Abstract

To compare the usefulness of carbohydrate-deficient transferrin (CDT), the ratio of CDT to total transferrin, and hemoglobin-acetaldehyde adducts with mean cell volume (MCV) and gamma-glutamyl transferase (GGT) in the follow-up of alcohol abuse during pregnancy. Forty-four pregnant drug and alcohol abusing female patients attending a special outpatient clinic were followed from the 8th to 24th gestational week onwards. A population of sixty-two healthy pregnant women was recruited to assess the effect of gestation on the markers.
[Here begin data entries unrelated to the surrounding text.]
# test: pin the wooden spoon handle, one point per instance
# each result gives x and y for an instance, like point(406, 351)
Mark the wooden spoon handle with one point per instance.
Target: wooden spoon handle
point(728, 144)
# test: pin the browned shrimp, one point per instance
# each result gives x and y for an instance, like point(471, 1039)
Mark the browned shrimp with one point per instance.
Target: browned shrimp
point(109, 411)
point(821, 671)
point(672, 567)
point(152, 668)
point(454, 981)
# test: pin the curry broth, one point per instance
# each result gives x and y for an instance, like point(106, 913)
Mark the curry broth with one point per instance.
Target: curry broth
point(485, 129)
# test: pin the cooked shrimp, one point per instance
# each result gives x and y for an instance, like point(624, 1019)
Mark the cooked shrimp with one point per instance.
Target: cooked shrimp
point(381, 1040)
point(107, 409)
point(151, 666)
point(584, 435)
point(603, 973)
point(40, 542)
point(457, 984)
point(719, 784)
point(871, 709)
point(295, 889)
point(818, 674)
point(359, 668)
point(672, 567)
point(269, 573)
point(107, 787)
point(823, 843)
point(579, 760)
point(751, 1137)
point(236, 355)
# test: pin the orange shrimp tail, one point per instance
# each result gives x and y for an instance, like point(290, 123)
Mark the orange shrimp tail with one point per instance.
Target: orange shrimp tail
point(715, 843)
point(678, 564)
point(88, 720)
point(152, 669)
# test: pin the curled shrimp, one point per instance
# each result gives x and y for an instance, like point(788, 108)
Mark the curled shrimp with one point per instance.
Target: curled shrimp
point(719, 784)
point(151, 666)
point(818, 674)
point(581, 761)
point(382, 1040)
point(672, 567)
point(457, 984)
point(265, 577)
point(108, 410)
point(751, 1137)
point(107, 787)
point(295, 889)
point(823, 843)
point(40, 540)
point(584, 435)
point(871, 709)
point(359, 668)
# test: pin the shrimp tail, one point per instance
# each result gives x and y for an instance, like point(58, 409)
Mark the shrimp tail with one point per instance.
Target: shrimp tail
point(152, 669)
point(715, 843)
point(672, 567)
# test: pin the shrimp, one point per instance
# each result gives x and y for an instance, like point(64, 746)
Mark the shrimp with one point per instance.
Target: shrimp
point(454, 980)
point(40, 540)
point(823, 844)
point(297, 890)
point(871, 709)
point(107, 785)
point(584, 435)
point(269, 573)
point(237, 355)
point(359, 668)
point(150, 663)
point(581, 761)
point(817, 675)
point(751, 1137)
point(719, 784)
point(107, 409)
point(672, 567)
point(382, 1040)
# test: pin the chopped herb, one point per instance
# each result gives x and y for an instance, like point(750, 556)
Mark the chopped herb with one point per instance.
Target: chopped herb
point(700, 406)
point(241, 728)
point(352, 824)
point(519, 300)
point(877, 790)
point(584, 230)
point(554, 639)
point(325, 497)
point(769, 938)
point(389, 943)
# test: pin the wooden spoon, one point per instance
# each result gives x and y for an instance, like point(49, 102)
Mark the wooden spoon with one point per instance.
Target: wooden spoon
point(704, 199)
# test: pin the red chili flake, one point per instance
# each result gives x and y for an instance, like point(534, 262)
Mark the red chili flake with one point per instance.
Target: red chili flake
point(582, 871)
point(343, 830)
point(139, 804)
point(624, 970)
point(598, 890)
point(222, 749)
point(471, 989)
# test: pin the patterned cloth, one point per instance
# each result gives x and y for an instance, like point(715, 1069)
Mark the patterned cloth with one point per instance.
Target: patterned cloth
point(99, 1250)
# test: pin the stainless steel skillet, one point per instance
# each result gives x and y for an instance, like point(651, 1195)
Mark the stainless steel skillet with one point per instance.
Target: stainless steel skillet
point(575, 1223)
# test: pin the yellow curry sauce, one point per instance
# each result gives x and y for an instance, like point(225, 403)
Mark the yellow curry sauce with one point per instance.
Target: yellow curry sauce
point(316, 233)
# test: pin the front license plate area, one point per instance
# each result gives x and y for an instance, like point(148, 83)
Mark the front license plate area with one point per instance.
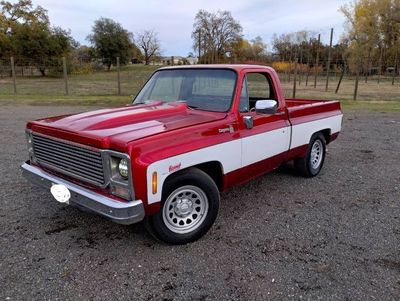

Eight of thirteen heavy drinking (> or =8 drinks/week) patients delivered infants with fetal alcohol effects (FAE). MCV and GGT were higher among heavy drinking patients than in moderately drinking (<8 drinks/week) patients (92+/-4 vs 90+/-3 fl and 31+/-34 vs 16+/-10 U/ L, respectively), and in patients delivering infants with FAE compared with patients delivering healthy infants (95+/-3 vs 90+/-3 fl and 34+/-26 vs 15+/-10 U/L, respectively). Hemoglobin-acetaldehyde adducts, CDT, and the ratio of CDT to total transferrin were neither associated with the reported level of alcohol consumption nor with the occurrence of FAE. In the receiver operating characteristics analysis MCV was found to be superior to CDT and the adducts, and GGT superior to the adducts, in identifying heavy drinking and in predicting FAE. In the control population, both CDT and total transferrin were found to rise during pregnancy, whereas the ratio of CDT to total transferrin was found to decline. The upper reference range of 33 U/L for CDT was considerably higher than that of non-pregnant women (26 U/L). MCV and GGT appear to be the most efficient laboratory markers for detecting excessive alcohol consumption and the adverse effects of alcohol on the fetus.